As for European Union membership — once considered by many the beacon for modern Turkey — well, it’s hard to focus on that when you’ve got hologram logistics to sort out; with each wave of the Quran that plan slides further out of reach, to the dismay of many. And with corruption scandals driving down voter confidence, this time around the grandmaster will need to use all the symbols he’s got.

Erdogan’s rise to dominance over Turkish politics exemplifies the tortured, conflicted nature of Turkish politics. Once a semi-pro soccer player in Istanbul, Erdoğan launched his political career back in 1994, when he was elected mayor of Istanbul.
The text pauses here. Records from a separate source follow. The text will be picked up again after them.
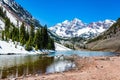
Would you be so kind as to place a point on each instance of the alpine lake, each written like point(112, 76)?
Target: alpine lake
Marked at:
point(12, 66)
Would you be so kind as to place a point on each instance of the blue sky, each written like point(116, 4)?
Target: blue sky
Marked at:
point(51, 12)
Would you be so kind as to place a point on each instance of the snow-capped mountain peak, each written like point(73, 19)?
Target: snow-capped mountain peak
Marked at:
point(76, 28)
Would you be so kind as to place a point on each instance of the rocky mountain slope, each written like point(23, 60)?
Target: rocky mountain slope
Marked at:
point(107, 41)
point(18, 14)
point(77, 28)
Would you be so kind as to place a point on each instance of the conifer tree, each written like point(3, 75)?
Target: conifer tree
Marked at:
point(22, 34)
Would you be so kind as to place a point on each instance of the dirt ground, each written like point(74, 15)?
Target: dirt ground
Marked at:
point(92, 68)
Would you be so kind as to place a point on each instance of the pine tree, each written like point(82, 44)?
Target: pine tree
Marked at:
point(28, 46)
point(3, 35)
point(32, 34)
point(37, 39)
point(22, 34)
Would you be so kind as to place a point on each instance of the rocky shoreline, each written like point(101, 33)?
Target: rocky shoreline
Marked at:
point(87, 68)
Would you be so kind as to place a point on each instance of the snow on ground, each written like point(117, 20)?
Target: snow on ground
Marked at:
point(10, 47)
point(59, 47)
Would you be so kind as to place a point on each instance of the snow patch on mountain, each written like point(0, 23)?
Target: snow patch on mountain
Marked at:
point(76, 28)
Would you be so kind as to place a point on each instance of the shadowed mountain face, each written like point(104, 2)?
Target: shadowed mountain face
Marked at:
point(107, 41)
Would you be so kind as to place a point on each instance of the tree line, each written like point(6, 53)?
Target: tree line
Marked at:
point(30, 38)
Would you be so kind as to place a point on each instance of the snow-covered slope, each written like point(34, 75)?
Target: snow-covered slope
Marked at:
point(10, 47)
point(59, 47)
point(76, 28)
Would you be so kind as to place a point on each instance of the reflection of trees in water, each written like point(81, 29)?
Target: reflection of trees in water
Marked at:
point(34, 64)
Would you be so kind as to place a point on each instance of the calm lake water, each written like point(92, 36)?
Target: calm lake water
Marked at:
point(21, 65)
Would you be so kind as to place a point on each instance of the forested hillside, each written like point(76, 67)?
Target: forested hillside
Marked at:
point(108, 40)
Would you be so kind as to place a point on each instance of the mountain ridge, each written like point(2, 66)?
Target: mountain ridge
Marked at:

He rode into politics on the Islamist Welfare Party, a more conservative party. Married with four children, and, notably, two daughters, Erdoğan rose to power during a difficult period for Islamist politics.
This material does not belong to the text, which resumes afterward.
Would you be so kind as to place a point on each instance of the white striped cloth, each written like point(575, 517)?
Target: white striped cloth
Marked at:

For decades, Turkish politicians have tried to navigate the treacherous waters between Islamism and secular politics, seeking to balance the near 99 percent Muslim country with an adamantly non-religious democracy, as the lionized Atatürk intended. In the late ’90s that pendulum had swung far towards secularism, and Erdoğan witnessed his two daughters be denied schooling because they insisted on wearing headscarves to school. Indeed, in 1997, the military voiced disapproval of increasingly religious policies in politics, and in what scholars have called a post-modern coup, the government soon dissolved.

Nevertheless, a year later, in a boldly symbolic act, Mayor Erdoğan recited a controversial Islamic poem in public. Consequently, he was thrown into prison for nearly a year and banned from office. “Turkey had been cruel to him — that’s a fact,” notes 32-year old Istanbul businessman Erk Alav. After prison, Erdoğan rejiggered his political balance and founded the ostensibly more moderate AK party in 2001. Within a year it was the majority party in Parliament, and a year after that, Erdoğan was allowed to reenter the political arena. By 2003, he was prime minister.

His brutal perseverance and tenacity in gaining the crown is softened by a charisma in public speaking, and he often appears with his wife, Emine, by his side. Like most things Erdoğan, this too is a symbolic move. Today, two-thirds of Turkish women cover their heads — a number that’s been on the rise since Erdoğan came to power. Yet, when he became prime minister, women weren’t permitted to wear headscarves in universities or official buildings — rules that he argued created gender inequality. He’s focused much of his leadership on peeling back those secularist social limitations, and the headscarf is but one example of how the symbolism of the regime cannot be undervalued, and how Erdoğan, above all, knows this. Mrs. Erdoğan’s covered appearance was once shocking to the nation; now, 10 years and a swing of the pendulum later, Erdoğan is out campaigning with a Quran above his head.

But many Turks have seen it coming. The eruption in 2013 of protests in Istanbul’s Taksim Square highlighted Turks’ growing resistance to Erdoğan’s increasingly authoritarian regime; the over-the-top crackdown on the protesters only underlined their point. Months later, a $100 billion corruption scandal would wash over the government, with Erdoğan himself caught on tape that would, in a modern Shakespearian twist, run on loop across social media. His response? A clampdown on the Turkish judiciary and media ­— including blocking social media — which had the effect of both frightening and galvanizing the local press, not to mention the voters watching it all play out.

But like many Turks, Alav is confident that even if the AK fails to win a supermajority this election, Turkey’s Erdoğan chapter is not finished. With every speech that Erdogan raises a Quran, he layers his words with symbols meant to signal to Turks that he’s the brave, modern Muslim leader the country needs. And as Alav says, “It’s too easy to win elections when you talk like he does.”